Welcome to 2020… and a New Labor Force Reality

The American labor force is going through a significant transition that employers across the economy are already feeling in fundamental ways. For insurance carriers in the group and voluntary benefits space, this represents a double-edged sword. Not only do they need to be mindful of their own employees, but they also need to be prepared to deliver a range of products that can address the emerging and future needs of both plan sponsors (plan participants) and plan members (employees) alike.

For years, economists and demographers have identified 2020 as THE year when Millennials would exceed 50% of the US labor force. That’s now happened, and employers have had to rethink some fundamental aspects of their businesses, including knowledge management and transfer. Taking seven years to train someone who only plans to stay in their current gig for four created some obvious and ominous problems. On a recent Silicon Valley Innovation Tour, a senior Salesforce executive revealed an interesting fact about their company’s human capital management; Millennials represent 62% of their current employee base. Living in the past may be great for country music ballads, but it has no place in managing a dynamic business today.

Another key issue, however, may be less obvious: the intertwined relationship between employers and employees on health and financial issues. The term “financial wellness” is increasingly used by carriers to reflect what they see as a critical issue—employee productivity and retention.

A recent Employee Benefit News article highlighted a new issue of concern. Increased morbidity and a decline in life expectancy in the United States have a potentially profound impact. As a result, employers are taking a more proactive role in the lives of their employees, looking to create a more virtuous cycle through relationships with clearer reciprocity.
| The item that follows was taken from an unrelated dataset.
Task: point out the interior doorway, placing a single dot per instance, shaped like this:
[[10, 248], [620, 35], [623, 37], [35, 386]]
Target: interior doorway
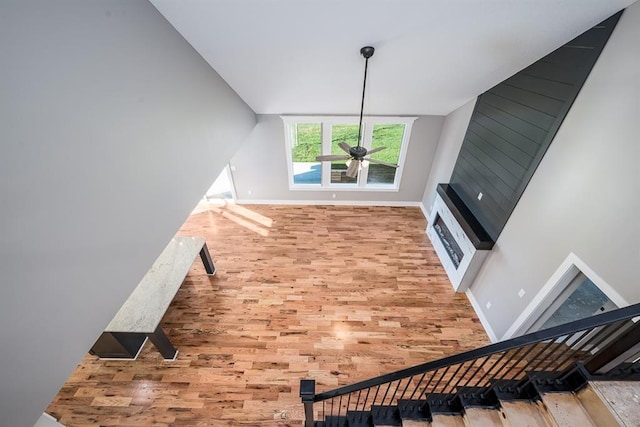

The article highlights programs carriers are bringing to market, reiterating points Novarica made late in 2019. “Financial wellness” cuts a wide swath conceptually, but being engaged in the benefit selection process is critical for understanding plan members’ desires and preferences. Health savings accounts are prominently mentioned by EBN, which validates TIAA’s recent decision to offer them. It joins Voya and MetLife—other notable new market entrants.
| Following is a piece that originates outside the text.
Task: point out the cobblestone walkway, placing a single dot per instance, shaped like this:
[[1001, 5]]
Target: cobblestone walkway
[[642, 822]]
Other benefit options that are both meaningful to younger employees and offer features such as portability and flexibility will likely be more important in an economy where things move quickly and the useful life of many technologies is getting shorter.

Employers and benefit providers can’t get too comfortable. Generation Z is now entering the work force, with the third year of the generation poised to graduate from college in 2020. While they have similarities with Millennials, there are also differences. It turns out that human capital, like technology, will also be more dynamic in the future. Now is a great time to plan for that and avoid falling into an “OK, Boomer” trap.